Our primary discovery mechanism monitors domain registration events across all major registrars via the ICANN Centralized Zone Data Service (CZDS). We process approximately 300,000 zone file changes daily across gTLD and ccTLD zones. Expired domains are identified when they enter the Redemption Grace Period (RGP) or are flagged as Pending Delete.

CZDS Zone Files → Parser → RGP/PendingDelete Filter → Metric Enrichment → Archive DB

2. Metric Sources

Each domain record is enriched with metrics from multiple providers to ensure data integrity and cross-validation:

  • Domain Authority (DA) — Proprietary score (0–100) based on link profile strength, calculated using a machine learning model trained on SERP correlation data.
  • Domain Rating (DR) — Independent authority score measuring the strength of a domain's backlink profile relative to all indexed domains.
  • Spam Score — Probability score (0–100) indicating the likelihood that a domain has been used for spam, based on 27 spam flag signals.
  • Backlink Count — Total number of external links pointing to the domain from unique pages, excluding internal links and nofollow attributes.
  • Referring Domains — Count of unique root domains with at least one dofollow link to the target domain.
  • Domain Age — Years since initial registration, sourced from WHOIS historical records.

3. Historical Trend Data

We maintain annual snapshots of DA, DR, and backlink counts for each domain, starting from 2021 or the domain's first appearance in our system. This enables researchers to track authority decay curves — the rate at which a domain loses authority after content removal or expiration.

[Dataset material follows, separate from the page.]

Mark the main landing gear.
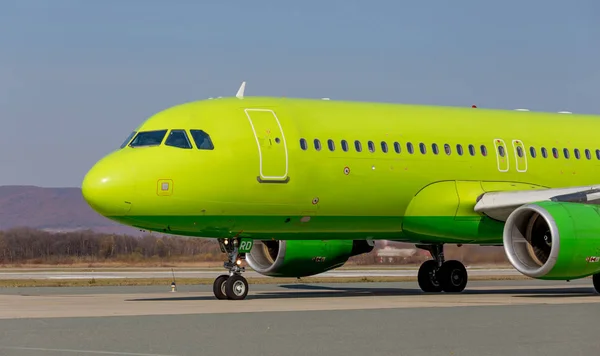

4. PBN Footprint Detection

Our PBN detection algorithm analyzes clusters of domains for shared characteristics that indicate coordinated private blog network operation:

  • Shared hosting IP address ranges (Class C blocks)
  • Identical or near-identical WHOIS registrant patterns
  • Reciprocal linking patterns within the cluster
  • Temporal correlation in registration/expiration dates
  • Content similarity fingerprints via SimHash
  • Shared Google Analytics/AdSense identifiers

5. Update Cadence

Zone files are processed daily. Metric enrichment runs weekly on Sundays. Historical snapshots are captured on the first of each month. PBN cluster analysis runs bi-weekly. The full pipeline is orchestrated via a distributed task queue on dedicated infrastructure.

6. Data Validation

Automated validation catches anomalies before records enter the production database:

  • DA/DR values outside 0–100 range are rejected
  • Backlink counts differing >200% from prior snapshot are flagged for manual review
  • Duplicate domain entries are deduplicated by canonical form
  • WHOIS age calculations are cross-referenced against archive.org first-seen dates

7. Limitations

Our data has known limitations. Metric scores from third-party providers may lag actual authority changes by 2–4 weeks. Backlink counts reflect only indexed links and may undercount total link volume. PBN detection produces false positives at approximately a 3% rate based on manual audits. Historical data prior to 2021 is sparse for domains that were not in our initial seed list.